Servizi mensa e scuolabus attivi e libri direttamente sui banchi nelle primarie: a Castelfidardo la scuola inizia con tante novità

La scuola
La scuola "Mazzini" di Castelfidardo

CASTELFIDARDO – Mense e trasporti disponibili fin dal suono della prima campanella, libri di testo già sui banchi: il nuovo anno scolastico a Castelfidardo ieri, 17 settembre, è iniziato in città con i servizi attivi. «Come ormai consuetudine, l’Amministrazione si è infatti assicurata che tutto sia pronto per mettere studenti e rispettive famiglie nelle condizioni migliori», dice l’assessore alla Pubblica istruzione Ilenia Pelati. In particolare, nelle scuole primarie è stata confermata l’apprezzata formula introdotta sperimentalmente già lo scorso anno: «Evita ai residenti i disagi delle code e delle attese create in passato dal cedolino da presentare in cartolibreria – continua l’assessore -. Grazie all’impegno delle dirigenze e alla collaborazione del corpo insegnanti in fase di distribuzione, la gran parte dei libri sono già stati consegnati e smistati direttamente nelle classi».

Stabili i numeri: duemila e 99 gli alunni che rispondono all’appello nei vari plessi, 175 al parificato “Sant’Anna” (di cui 115 alla primaria e 60 alle materne), mille e 37 gli iscritti all’istituto comprensivo “Soprani”, 887 al “Mazzini”. Entrambi i comprensivi sono diretti dalla dirigente Vincenza D’Angelo cui è stata affidata anche la reggenza delle Mazzini.

Quanto all’edilizia scolastica, in attesa di avviare la gara per la nuova scuola media cofinanziata dal bando Miur, l’Amministrazione è intervenuta in vari plessi: alla materna dell’Acquaviva, completato il primo stralcio del miglioramento sismico, alla materna di Sant’Agostino installato un impianto fotovoltaico che produrrà annualmente oltre 19mila e 500 kWh di energia elettrica utilizzando i raggi solari.
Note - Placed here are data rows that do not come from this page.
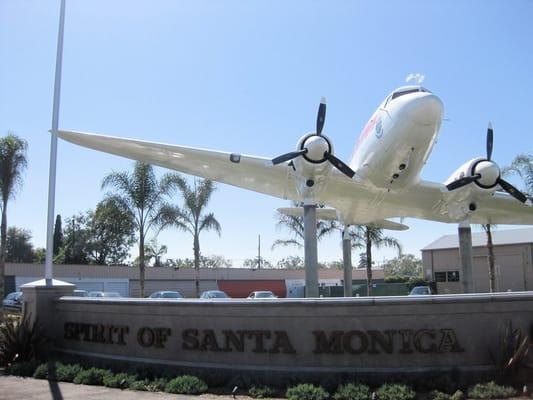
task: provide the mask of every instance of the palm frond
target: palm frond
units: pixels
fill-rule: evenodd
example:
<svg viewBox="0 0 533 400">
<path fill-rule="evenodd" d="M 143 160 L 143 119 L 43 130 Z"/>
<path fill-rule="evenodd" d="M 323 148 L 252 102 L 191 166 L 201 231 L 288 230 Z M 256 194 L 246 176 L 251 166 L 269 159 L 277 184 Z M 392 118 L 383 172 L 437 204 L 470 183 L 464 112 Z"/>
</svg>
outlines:
<svg viewBox="0 0 533 400">
<path fill-rule="evenodd" d="M 218 236 L 220 236 L 222 229 L 213 213 L 209 213 L 201 219 L 198 232 L 202 232 L 203 230 L 206 230 L 206 231 L 214 230 L 216 233 L 218 233 Z"/>
<path fill-rule="evenodd" d="M 272 246 L 270 247 L 270 249 L 274 250 L 277 247 L 287 247 L 287 246 L 295 246 L 299 249 L 303 247 L 303 245 L 295 239 L 288 239 L 288 240 L 278 239 L 274 243 L 272 243 Z"/>
</svg>

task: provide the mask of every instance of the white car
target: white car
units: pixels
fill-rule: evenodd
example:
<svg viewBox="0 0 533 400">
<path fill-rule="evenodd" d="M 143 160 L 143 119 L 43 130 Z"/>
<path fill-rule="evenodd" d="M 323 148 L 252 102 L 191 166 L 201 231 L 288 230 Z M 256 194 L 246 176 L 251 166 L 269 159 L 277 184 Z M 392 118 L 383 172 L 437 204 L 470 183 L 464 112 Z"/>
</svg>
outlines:
<svg viewBox="0 0 533 400">
<path fill-rule="evenodd" d="M 278 296 L 276 296 L 270 290 L 257 290 L 255 292 L 250 293 L 250 295 L 247 298 L 248 299 L 277 299 Z"/>
</svg>

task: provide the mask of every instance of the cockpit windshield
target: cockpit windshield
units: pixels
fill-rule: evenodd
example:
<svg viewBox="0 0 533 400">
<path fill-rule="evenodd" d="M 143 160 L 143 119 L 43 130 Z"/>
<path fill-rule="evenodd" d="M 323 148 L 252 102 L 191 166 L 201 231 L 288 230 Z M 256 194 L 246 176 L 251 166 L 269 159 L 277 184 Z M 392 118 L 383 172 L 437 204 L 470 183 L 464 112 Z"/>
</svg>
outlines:
<svg viewBox="0 0 533 400">
<path fill-rule="evenodd" d="M 390 100 L 394 100 L 400 96 L 403 96 L 403 95 L 406 95 L 406 94 L 410 94 L 410 93 L 416 93 L 416 92 L 425 92 L 425 93 L 431 93 L 429 90 L 423 88 L 423 87 L 415 87 L 415 88 L 404 88 L 404 89 L 399 89 L 397 91 L 395 91 L 394 93 L 392 93 L 392 96 L 390 98 Z"/>
</svg>

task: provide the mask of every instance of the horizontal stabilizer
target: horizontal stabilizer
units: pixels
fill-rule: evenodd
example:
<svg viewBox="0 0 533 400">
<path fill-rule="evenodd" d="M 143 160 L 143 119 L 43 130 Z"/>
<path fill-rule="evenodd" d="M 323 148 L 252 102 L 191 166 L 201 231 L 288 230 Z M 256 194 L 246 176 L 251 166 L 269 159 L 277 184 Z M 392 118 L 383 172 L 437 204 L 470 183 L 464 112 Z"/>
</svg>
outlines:
<svg viewBox="0 0 533 400">
<path fill-rule="evenodd" d="M 278 208 L 278 211 L 283 215 L 288 215 L 290 217 L 303 217 L 304 209 L 303 207 L 284 207 Z M 316 209 L 316 218 L 325 219 L 325 220 L 336 220 L 337 210 L 334 208 L 317 208 Z"/>
<path fill-rule="evenodd" d="M 303 207 L 283 207 L 278 208 L 278 211 L 281 214 L 288 215 L 291 217 L 303 217 L 304 209 Z M 337 210 L 334 208 L 317 208 L 316 209 L 316 218 L 322 220 L 338 220 L 339 216 Z M 409 229 L 407 225 L 400 224 L 399 222 L 389 221 L 387 219 L 381 219 L 372 222 L 361 222 L 348 219 L 342 219 L 346 225 L 364 225 L 371 226 L 374 228 L 388 229 L 391 231 L 405 231 Z"/>
</svg>

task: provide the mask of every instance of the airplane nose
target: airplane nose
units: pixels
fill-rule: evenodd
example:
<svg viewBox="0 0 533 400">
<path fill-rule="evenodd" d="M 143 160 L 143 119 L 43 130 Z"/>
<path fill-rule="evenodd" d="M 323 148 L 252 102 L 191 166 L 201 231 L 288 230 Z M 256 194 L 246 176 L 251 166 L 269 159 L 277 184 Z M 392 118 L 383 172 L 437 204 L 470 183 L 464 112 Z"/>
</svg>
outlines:
<svg viewBox="0 0 533 400">
<path fill-rule="evenodd" d="M 444 110 L 442 101 L 431 93 L 424 93 L 410 99 L 405 108 L 408 116 L 421 125 L 434 124 L 442 118 Z"/>
</svg>

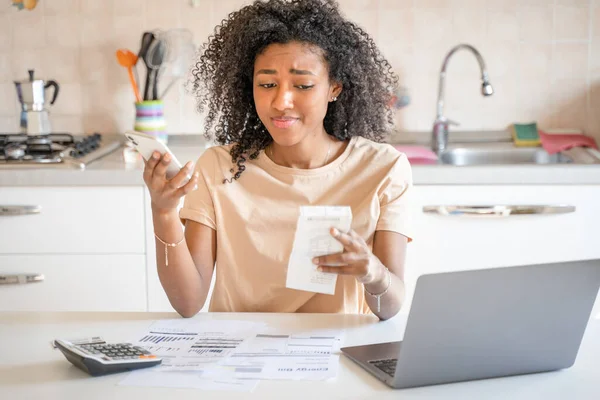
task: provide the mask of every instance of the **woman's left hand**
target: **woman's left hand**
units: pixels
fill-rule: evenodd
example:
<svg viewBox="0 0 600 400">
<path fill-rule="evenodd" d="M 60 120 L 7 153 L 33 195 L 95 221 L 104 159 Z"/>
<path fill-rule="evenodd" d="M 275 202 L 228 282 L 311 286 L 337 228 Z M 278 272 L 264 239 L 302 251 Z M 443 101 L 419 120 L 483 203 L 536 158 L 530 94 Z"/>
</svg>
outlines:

In fase di completamento le finiture susseguenti l’ampliamento che consente di ricavare una sala convegni da un ambiente grezzo rimasto inutilizzato da anni. Nella prossima tranche di lavori, in previsione l’adeguamento sismico al Cerretano e la sistemazione del piano superiore e dell’uscita di emergenza all’Acquaviva.